Encore aujourd’hui, le terme Indochine se pare d’un exotisme tout imaginaire. Créé par un décret du 11 novembre 1887, ce vaste territoire englobe le Tonkin (actuel nord Viêt Nam), arrosé par le fleuve rouge, l’Annam (centre Viêt Nam) et la Cochinchine (sud Viêt Nam), irriguée par le delta du Mékong. Plus tard le Cambodge et le Laos viendront s’y rattacher.

Des missionnaires tel le Père Alexandre de Rhodes au XVIIe siècle, puis des amiraux conduisent des expéditions en Asie du sud-est à partir du milieu du XIXe siècle. En 1866, le capitaine de frégate Ernest Doudart de Lagrée (1823-1868), explorateur passionné d’archéologie, mène une mission scientifique à partir de Saigon. Francis Garnier et le dessinateur Louis Delaporte, futur directeur du musée indochinois du Trocadéro, y participent.

Par ailleurs, les expositions coloniales attisent la curiosité des Français. Plus lointains que le Maghreb de Delacroix ou la Turquie d’Ingres, l’Indochine exerce un nouvel attrait.

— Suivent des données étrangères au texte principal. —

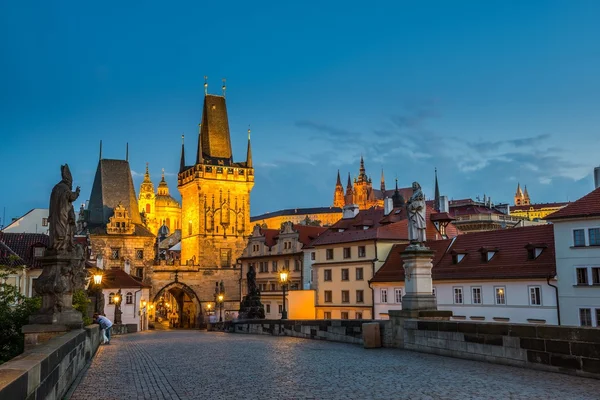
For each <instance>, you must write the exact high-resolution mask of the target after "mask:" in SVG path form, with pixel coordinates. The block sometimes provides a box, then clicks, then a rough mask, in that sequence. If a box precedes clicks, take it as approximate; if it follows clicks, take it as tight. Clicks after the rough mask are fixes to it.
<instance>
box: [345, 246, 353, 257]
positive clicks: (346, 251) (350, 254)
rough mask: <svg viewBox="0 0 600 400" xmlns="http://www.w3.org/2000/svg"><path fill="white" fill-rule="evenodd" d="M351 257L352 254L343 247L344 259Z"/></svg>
mask: <svg viewBox="0 0 600 400" xmlns="http://www.w3.org/2000/svg"><path fill="white" fill-rule="evenodd" d="M350 257H352V253H351V252H350V247H344V258H350Z"/></svg>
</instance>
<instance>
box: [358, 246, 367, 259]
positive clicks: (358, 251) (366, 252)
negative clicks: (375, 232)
mask: <svg viewBox="0 0 600 400" xmlns="http://www.w3.org/2000/svg"><path fill="white" fill-rule="evenodd" d="M358 256H359V257H366V256H367V249H366V247H365V246H358Z"/></svg>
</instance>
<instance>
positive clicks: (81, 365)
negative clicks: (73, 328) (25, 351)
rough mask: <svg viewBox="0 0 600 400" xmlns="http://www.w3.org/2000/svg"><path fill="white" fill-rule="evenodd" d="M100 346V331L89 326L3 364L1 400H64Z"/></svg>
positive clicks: (93, 326) (74, 330)
mask: <svg viewBox="0 0 600 400" xmlns="http://www.w3.org/2000/svg"><path fill="white" fill-rule="evenodd" d="M99 345H100V329H99V327H98V325H90V326H87V327H85V328H84V329H77V330H73V331H70V332H68V333H65V334H64V335H61V336H57V337H55V338H53V339H50V340H49V341H48V342H46V343H44V344H41V345H39V346H37V347H34V348H32V349H31V350H28V351H26V352H24V353H23V354H21V355H20V356H17V357H15V358H13V359H12V360H10V361H8V362H6V363H4V364H2V365H0V399H15V400H16V399H61V398H62V397H63V396H64V394H65V393H66V392H67V390H68V389H69V387H70V386H71V384H72V383H73V381H74V380H75V378H76V377H77V375H78V374H79V373H80V372H81V371H82V370H83V368H84V367H85V365H86V364H87V362H88V361H89V360H90V359H91V358H92V357H93V356H94V354H95V353H96V350H97V349H98V346H99ZM97 395H98V394H96V396H97ZM92 397H93V395H92Z"/></svg>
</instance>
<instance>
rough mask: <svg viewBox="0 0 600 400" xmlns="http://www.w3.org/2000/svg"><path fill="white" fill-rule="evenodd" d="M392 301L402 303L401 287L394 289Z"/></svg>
mask: <svg viewBox="0 0 600 400" xmlns="http://www.w3.org/2000/svg"><path fill="white" fill-rule="evenodd" d="M394 301H395V302H396V303H402V289H400V288H396V289H394Z"/></svg>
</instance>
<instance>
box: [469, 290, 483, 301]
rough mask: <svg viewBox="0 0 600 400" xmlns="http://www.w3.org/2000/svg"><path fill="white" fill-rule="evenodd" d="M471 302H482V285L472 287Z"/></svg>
mask: <svg viewBox="0 0 600 400" xmlns="http://www.w3.org/2000/svg"><path fill="white" fill-rule="evenodd" d="M471 302H472V303H473V304H481V288H480V287H472V288H471Z"/></svg>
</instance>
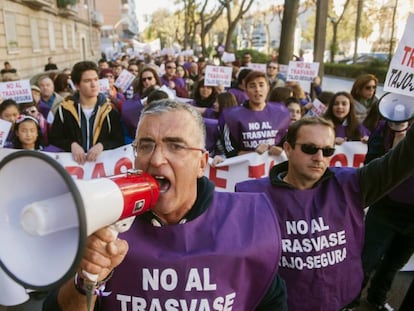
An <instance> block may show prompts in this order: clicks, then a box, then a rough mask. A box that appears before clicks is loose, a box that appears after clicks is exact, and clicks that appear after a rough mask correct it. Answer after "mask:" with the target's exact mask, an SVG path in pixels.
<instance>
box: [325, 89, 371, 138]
mask: <svg viewBox="0 0 414 311" xmlns="http://www.w3.org/2000/svg"><path fill="white" fill-rule="evenodd" d="M324 118H325V119H328V120H331V121H332V122H333V123H334V125H335V135H336V138H335V143H336V144H337V145H341V144H343V143H344V142H345V141H361V142H363V143H367V142H368V138H369V134H370V131H369V130H368V129H367V128H366V127H365V126H364V125H362V124H361V123H359V121H358V118H357V116H356V113H355V104H354V99H353V98H352V96H351V94H349V93H348V92H338V93H336V94H335V95H334V96H333V97H332V99H331V101H330V103H329V105H328V109H327V110H326V112H325V115H324Z"/></svg>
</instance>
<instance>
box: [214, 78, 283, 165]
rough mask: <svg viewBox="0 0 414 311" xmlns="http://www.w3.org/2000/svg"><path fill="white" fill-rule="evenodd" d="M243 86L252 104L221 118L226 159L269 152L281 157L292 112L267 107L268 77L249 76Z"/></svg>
mask: <svg viewBox="0 0 414 311" xmlns="http://www.w3.org/2000/svg"><path fill="white" fill-rule="evenodd" d="M244 84H245V90H246V93H247V96H248V97H249V100H247V101H246V102H244V103H243V105H242V106H236V107H232V108H229V109H225V110H224V111H223V113H222V114H221V116H220V118H219V127H220V131H221V136H222V143H223V146H224V151H225V154H226V157H228V158H229V157H234V156H237V155H240V154H243V153H248V152H257V153H259V154H262V153H264V152H266V151H269V154H271V155H279V154H280V153H281V151H282V149H281V148H280V147H277V144H278V143H279V142H280V140H281V139H282V138H283V137H284V136H285V134H286V130H287V128H288V126H289V123H290V114H289V111H288V110H287V108H286V106H284V105H274V104H268V103H266V98H267V94H268V92H269V82H268V80H267V78H266V75H265V73H263V72H260V71H252V72H250V73H249V74H248V75H247V76H246V78H245V79H244Z"/></svg>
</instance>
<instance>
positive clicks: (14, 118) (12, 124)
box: [0, 99, 19, 148]
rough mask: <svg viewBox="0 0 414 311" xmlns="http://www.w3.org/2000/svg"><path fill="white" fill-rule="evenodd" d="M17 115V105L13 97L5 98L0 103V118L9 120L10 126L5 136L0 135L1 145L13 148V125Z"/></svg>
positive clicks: (6, 119) (18, 111)
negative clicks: (0, 135) (2, 140)
mask: <svg viewBox="0 0 414 311" xmlns="http://www.w3.org/2000/svg"><path fill="white" fill-rule="evenodd" d="M18 117H19V107H18V106H17V103H16V102H15V101H14V100H13V99H6V100H4V101H2V102H1V103H0V119H2V120H5V121H8V122H10V124H11V128H10V130H9V132H8V134H7V137H1V138H2V140H3V142H4V143H3V147H5V148H13V141H12V140H13V126H14V124H15V122H16V120H17V118H18Z"/></svg>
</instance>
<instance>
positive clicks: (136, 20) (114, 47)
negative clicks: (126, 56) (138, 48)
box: [96, 0, 139, 58]
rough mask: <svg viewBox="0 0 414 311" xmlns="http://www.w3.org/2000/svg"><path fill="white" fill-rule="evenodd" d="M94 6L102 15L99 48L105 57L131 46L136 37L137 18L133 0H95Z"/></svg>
mask: <svg viewBox="0 0 414 311" xmlns="http://www.w3.org/2000/svg"><path fill="white" fill-rule="evenodd" d="M96 8H97V9H98V10H99V11H100V12H102V15H103V16H104V24H103V25H102V28H101V30H102V31H101V50H102V51H103V52H104V53H105V55H106V57H107V58H112V57H113V55H115V54H116V53H121V52H126V51H127V49H128V48H132V42H133V40H136V39H137V38H138V34H139V28H138V18H137V14H136V10H137V8H136V3H135V0H105V1H97V2H96Z"/></svg>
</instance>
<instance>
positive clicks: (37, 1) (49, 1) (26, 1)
mask: <svg viewBox="0 0 414 311" xmlns="http://www.w3.org/2000/svg"><path fill="white" fill-rule="evenodd" d="M23 3H25V4H27V5H28V6H30V7H32V8H36V9H41V8H43V7H52V6H53V3H54V0H23Z"/></svg>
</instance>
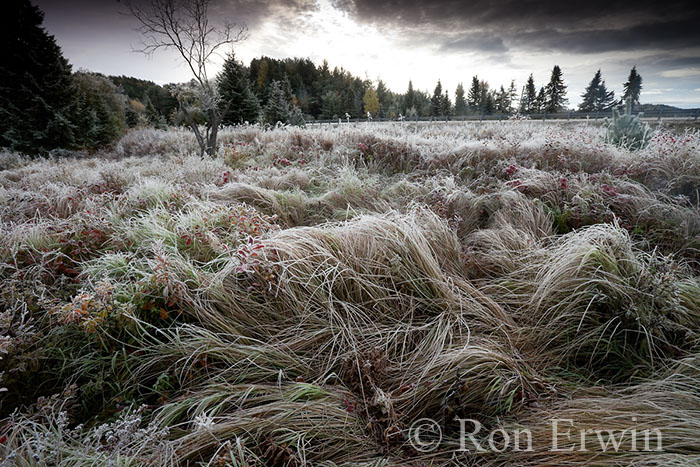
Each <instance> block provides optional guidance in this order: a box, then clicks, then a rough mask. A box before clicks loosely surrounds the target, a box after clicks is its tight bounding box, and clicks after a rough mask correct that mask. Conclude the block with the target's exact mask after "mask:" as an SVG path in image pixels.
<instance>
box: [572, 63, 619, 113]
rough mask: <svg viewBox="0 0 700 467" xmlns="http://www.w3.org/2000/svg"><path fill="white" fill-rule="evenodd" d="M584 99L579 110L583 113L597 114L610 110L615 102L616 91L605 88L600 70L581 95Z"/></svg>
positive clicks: (579, 104) (579, 107)
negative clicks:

Gaston Roullet (1847-1925), correspondant du Monde illustré, suit la voie des explorateurs. La Société des peintres orientalistes, créée en 1893 et présidée par Léonce Bénédite, conservateur du musée du Luxembourg à Paris, encourage les artistes admiratifs des civilisations lointaines. La Société crée le prix de l’Indochine (1910) et leur offre les frais de voyage.

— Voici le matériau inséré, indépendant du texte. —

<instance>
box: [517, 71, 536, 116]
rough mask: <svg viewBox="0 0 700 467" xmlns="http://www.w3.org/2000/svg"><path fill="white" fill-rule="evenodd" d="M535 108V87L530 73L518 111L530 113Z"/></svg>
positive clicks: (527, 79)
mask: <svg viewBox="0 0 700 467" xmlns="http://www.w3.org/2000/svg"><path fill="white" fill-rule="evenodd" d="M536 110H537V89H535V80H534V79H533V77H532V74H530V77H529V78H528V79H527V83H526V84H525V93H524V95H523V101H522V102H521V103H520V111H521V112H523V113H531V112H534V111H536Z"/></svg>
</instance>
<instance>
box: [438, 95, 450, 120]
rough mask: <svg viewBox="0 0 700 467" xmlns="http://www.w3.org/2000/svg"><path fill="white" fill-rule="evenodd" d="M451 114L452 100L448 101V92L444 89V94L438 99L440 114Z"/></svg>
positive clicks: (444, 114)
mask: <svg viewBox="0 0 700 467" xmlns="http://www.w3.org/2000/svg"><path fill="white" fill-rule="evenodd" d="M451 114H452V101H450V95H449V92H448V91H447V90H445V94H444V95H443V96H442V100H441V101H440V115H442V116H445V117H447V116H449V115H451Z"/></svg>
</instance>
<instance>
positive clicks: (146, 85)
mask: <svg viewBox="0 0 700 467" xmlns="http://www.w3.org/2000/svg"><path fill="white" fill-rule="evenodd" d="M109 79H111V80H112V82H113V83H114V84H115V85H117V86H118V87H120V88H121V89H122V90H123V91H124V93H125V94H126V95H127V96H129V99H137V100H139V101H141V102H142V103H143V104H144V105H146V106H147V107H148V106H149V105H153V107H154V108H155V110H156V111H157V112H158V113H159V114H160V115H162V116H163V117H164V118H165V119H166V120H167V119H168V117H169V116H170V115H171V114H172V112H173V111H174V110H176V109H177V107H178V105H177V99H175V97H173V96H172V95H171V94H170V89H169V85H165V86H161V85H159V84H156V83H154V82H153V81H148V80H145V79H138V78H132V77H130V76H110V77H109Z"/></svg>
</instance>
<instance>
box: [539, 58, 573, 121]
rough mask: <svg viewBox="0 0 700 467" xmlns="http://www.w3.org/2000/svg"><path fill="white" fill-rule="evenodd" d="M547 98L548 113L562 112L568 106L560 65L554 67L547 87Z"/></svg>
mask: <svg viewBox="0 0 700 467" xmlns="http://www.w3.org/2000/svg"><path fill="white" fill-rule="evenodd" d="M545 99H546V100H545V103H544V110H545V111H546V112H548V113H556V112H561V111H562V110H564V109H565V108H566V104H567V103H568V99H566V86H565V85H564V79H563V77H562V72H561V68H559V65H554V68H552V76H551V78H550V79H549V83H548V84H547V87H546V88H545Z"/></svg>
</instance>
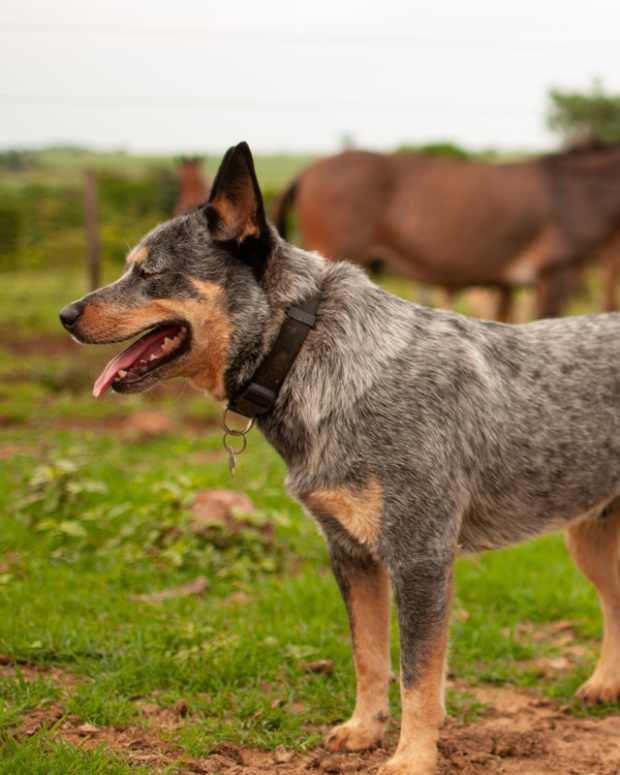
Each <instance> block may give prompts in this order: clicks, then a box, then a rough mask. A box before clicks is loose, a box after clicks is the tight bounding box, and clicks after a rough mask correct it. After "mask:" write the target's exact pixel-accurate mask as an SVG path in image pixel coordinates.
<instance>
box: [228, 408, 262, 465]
mask: <svg viewBox="0 0 620 775" xmlns="http://www.w3.org/2000/svg"><path fill="white" fill-rule="evenodd" d="M231 414H234V412H231V410H230V409H224V415H223V417H222V427H223V428H224V436H223V437H222V443H223V444H224V449H225V450H226V452H227V453H228V470H229V471H230V475H231V476H234V475H235V471H236V469H237V457H238V456H239V455H241V454H242V453H243V452H245V450H246V448H247V446H248V440H247V435H248V433H249V432H250V431H251V430H252V428H253V427H254V418H253V417H252V418H251V419H248V420H247V423H246V426H245V428H233V427H231V425H230V419H229V418H230V415H231ZM236 416H237V417H240V416H241V415H236ZM244 419H246V418H244ZM235 439H239V441H238V442H235Z"/></svg>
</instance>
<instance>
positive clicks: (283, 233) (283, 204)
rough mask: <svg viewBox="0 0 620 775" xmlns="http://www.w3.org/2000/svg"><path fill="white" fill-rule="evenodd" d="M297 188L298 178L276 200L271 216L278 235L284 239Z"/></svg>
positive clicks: (282, 192)
mask: <svg viewBox="0 0 620 775" xmlns="http://www.w3.org/2000/svg"><path fill="white" fill-rule="evenodd" d="M298 187H299V177H297V178H295V179H294V180H292V181H291V182H290V183H289V184H288V186H287V187H286V188H285V189H284V191H283V192H282V194H280V196H279V197H278V199H277V200H276V203H275V205H274V207H273V211H272V214H271V217H272V220H273V222H274V223H275V225H276V228H277V230H278V231H279V232H280V235H281V236H282V237H284V239H286V232H287V231H288V228H287V227H288V213H289V210H290V209H291V207H292V206H293V205H294V204H295V197H296V196H297V188H298Z"/></svg>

En 1924, le gouvernement français publie une ordonnance permettant la création de l’Ecole des beaux-arts de l’Indochine (E.D.B.A.I). Elle voit le jour en 1925 et se fonde sur le modèle de l’Ecole des beaux-arts de Paris.

Cette création marque un tournant décisif dans l’histoire d’art moderne vietnamien. Victor Tardieu (1870-1937), peintre d’origine lyonnaise, forme des artistes locaux avec son élève Nguyen Nam Son (1890-1973). Tardieu recrute à Paris le peintre Joseph Inguimberty (1896-1971) chargé de l’enseignement des arts décoratifs. Ce dernier, avec Alix Aymé (1894-1989), s’engage dans le renouveau de la laque traditionnelle vietnamienne.

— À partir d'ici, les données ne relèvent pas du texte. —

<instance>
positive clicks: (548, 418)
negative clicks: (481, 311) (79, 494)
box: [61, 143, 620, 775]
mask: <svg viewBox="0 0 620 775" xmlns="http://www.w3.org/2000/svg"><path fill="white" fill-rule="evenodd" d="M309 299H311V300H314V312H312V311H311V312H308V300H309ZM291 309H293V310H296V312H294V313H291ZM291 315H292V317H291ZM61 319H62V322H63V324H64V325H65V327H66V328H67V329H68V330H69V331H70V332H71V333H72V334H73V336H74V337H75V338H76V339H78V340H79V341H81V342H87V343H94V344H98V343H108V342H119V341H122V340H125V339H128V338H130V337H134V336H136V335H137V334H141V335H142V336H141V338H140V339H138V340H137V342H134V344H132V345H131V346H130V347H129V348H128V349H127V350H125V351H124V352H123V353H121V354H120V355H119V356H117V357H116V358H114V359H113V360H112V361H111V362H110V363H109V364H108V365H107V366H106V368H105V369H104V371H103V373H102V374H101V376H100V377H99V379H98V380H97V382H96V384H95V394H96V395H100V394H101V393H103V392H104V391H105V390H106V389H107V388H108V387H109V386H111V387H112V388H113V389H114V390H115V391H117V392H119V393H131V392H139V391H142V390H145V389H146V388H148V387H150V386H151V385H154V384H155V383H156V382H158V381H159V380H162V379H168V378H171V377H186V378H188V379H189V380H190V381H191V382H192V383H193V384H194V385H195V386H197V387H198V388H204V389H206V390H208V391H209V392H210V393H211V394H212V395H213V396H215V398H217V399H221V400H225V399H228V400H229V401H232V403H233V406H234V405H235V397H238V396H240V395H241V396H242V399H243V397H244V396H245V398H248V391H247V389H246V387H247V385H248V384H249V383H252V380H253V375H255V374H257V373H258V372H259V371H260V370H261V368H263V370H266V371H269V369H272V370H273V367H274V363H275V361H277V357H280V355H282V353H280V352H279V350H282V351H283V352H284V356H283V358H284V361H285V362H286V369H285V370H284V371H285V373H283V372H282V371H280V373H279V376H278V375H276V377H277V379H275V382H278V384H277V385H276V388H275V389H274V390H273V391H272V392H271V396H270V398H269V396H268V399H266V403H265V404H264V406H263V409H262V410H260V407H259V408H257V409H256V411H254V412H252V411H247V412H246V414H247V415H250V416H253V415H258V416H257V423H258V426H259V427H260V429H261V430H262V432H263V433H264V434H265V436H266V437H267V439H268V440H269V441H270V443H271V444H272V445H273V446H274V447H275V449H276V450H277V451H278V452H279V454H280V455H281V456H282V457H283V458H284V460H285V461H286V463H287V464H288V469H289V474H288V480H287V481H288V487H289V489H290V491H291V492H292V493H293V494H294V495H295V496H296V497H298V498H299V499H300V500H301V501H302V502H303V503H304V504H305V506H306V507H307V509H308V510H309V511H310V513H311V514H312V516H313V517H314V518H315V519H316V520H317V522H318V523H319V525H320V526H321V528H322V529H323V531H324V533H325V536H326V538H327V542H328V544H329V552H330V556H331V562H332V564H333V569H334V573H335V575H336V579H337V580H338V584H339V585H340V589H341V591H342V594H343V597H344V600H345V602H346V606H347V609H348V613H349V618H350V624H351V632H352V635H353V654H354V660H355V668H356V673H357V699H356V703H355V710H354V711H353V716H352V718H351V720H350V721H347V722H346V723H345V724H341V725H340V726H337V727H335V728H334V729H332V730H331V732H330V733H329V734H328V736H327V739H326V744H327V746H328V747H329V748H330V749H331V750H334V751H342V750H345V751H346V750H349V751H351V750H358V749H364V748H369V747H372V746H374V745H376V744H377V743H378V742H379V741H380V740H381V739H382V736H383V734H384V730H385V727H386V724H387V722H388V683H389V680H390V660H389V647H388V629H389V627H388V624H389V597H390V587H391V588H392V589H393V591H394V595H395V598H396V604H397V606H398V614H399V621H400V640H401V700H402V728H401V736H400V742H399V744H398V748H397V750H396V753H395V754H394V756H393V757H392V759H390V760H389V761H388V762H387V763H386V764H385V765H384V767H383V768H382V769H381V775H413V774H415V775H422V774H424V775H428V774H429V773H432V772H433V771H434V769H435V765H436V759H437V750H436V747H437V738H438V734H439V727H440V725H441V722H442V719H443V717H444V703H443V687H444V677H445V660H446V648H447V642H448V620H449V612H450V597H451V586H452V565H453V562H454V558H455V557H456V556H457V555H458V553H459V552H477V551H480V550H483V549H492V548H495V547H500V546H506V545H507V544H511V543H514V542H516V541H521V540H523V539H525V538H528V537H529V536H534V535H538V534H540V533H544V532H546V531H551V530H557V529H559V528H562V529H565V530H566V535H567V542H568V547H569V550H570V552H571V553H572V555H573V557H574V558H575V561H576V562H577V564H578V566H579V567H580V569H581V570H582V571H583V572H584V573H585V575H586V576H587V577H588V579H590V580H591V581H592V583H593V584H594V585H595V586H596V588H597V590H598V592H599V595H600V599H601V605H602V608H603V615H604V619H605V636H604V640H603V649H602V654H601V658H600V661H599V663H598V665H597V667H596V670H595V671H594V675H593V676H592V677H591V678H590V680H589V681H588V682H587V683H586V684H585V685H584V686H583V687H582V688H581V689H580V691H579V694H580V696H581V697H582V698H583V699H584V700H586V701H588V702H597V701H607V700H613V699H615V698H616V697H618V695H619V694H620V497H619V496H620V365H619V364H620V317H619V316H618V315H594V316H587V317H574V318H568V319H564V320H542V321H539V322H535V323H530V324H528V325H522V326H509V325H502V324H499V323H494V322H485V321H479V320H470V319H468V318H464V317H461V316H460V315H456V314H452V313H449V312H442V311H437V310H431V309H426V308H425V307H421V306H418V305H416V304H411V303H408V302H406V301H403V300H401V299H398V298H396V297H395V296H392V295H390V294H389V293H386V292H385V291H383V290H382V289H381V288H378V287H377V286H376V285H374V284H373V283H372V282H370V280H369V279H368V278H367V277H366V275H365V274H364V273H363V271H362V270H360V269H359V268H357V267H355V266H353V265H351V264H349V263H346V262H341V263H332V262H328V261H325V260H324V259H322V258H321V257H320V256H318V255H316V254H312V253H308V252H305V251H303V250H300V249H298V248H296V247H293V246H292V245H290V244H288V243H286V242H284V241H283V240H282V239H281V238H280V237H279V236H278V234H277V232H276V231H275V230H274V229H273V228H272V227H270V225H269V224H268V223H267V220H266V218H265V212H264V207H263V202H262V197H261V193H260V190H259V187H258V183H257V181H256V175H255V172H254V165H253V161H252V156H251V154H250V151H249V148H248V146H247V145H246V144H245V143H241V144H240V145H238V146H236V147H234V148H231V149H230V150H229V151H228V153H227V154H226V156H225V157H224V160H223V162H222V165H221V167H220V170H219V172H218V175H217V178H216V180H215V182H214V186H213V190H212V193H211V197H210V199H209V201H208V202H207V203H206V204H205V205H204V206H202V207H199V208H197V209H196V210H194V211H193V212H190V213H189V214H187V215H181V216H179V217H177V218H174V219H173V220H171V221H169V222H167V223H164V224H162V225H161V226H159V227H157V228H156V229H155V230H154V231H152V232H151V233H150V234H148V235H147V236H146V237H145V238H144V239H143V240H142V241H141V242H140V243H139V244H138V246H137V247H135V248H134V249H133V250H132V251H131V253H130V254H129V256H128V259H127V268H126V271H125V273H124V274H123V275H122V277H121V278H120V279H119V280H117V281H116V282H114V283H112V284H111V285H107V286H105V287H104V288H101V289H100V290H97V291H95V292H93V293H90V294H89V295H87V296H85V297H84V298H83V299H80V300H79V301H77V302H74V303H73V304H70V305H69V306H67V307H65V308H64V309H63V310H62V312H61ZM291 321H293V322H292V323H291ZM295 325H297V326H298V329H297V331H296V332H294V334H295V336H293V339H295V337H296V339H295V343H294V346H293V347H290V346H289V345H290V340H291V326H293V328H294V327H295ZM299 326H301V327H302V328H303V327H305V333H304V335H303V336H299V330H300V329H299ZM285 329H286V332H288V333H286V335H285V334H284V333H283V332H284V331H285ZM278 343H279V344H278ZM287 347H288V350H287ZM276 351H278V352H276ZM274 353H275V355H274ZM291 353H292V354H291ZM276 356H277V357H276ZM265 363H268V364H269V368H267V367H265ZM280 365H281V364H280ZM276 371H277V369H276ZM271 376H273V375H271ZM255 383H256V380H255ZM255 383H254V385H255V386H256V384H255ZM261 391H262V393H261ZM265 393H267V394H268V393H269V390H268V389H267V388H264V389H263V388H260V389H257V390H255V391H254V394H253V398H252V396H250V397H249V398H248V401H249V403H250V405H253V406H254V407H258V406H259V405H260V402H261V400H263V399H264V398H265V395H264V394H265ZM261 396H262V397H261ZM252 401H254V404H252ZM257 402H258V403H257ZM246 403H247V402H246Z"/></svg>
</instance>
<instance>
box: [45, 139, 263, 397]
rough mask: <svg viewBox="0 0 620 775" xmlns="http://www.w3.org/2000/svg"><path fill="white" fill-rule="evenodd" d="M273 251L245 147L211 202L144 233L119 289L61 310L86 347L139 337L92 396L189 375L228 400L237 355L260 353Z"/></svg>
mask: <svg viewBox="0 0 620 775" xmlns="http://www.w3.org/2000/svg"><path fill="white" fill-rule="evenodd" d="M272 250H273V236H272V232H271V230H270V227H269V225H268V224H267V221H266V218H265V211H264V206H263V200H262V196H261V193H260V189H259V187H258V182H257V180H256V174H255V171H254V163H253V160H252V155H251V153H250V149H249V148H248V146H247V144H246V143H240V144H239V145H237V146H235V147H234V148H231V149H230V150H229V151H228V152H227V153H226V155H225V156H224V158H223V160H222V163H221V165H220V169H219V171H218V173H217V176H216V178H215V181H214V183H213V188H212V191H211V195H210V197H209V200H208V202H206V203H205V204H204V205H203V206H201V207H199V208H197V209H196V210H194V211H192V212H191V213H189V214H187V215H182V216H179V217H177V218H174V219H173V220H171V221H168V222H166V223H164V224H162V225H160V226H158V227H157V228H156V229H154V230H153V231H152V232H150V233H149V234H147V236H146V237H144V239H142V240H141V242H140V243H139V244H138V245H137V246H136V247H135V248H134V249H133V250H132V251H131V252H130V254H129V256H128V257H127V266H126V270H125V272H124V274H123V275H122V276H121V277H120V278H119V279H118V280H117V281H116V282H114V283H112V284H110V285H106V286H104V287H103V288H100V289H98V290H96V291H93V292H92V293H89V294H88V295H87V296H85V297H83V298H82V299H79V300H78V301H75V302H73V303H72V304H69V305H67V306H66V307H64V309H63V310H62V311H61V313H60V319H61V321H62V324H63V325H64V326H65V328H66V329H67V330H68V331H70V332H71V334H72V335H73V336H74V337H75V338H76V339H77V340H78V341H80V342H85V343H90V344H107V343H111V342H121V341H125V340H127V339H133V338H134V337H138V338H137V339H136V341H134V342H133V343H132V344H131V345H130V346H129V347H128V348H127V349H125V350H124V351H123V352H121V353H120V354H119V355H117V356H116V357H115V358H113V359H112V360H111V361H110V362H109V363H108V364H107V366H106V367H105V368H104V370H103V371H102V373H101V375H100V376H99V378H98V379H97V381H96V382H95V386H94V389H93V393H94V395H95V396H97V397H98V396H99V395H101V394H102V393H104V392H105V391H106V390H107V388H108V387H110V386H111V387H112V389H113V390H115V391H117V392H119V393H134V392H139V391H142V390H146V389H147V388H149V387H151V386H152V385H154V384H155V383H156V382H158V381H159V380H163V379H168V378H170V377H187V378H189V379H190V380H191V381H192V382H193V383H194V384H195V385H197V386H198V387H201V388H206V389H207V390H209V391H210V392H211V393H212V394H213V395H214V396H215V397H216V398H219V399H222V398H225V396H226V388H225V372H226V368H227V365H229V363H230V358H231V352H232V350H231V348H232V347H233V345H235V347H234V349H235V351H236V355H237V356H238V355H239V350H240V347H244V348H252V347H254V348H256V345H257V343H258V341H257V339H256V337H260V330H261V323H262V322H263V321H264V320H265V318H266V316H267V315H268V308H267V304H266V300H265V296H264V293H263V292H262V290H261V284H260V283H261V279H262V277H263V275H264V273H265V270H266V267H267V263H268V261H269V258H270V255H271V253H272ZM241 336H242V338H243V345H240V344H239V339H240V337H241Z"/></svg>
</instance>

L’exposition permet de découvrir les oeuvres des peintres français rapportant des aquarelles et des gouaches – matériaux les plus pratiques pour voyager – d’Indochine. Puis les quelques huiles réalisées par des artistes vietnamiens formés à l’EDBAI.

Plus proche de leur culture, la peinture sur laque poncée (Nguyen Thanh Lê, 1919-?) et les couleurs sur soie gagnent l’estimation des artistes vietnamiens. En particulier, Lê Pho (1907-2001), Mai Trung Thur (1906-1980) et  Nguyen Phan Chanh (1892-1984). Ce dernier parvient à synthétiser les esthétiques orientale (calligraphie, sceaux, aplats colorés, vie de famille centrée autour des activités féminines) et occidentale (rendu des volumes, perspective).

Des oeuvres d’une finesse remarquable, douces au regard, envoûtantes pour l’âme.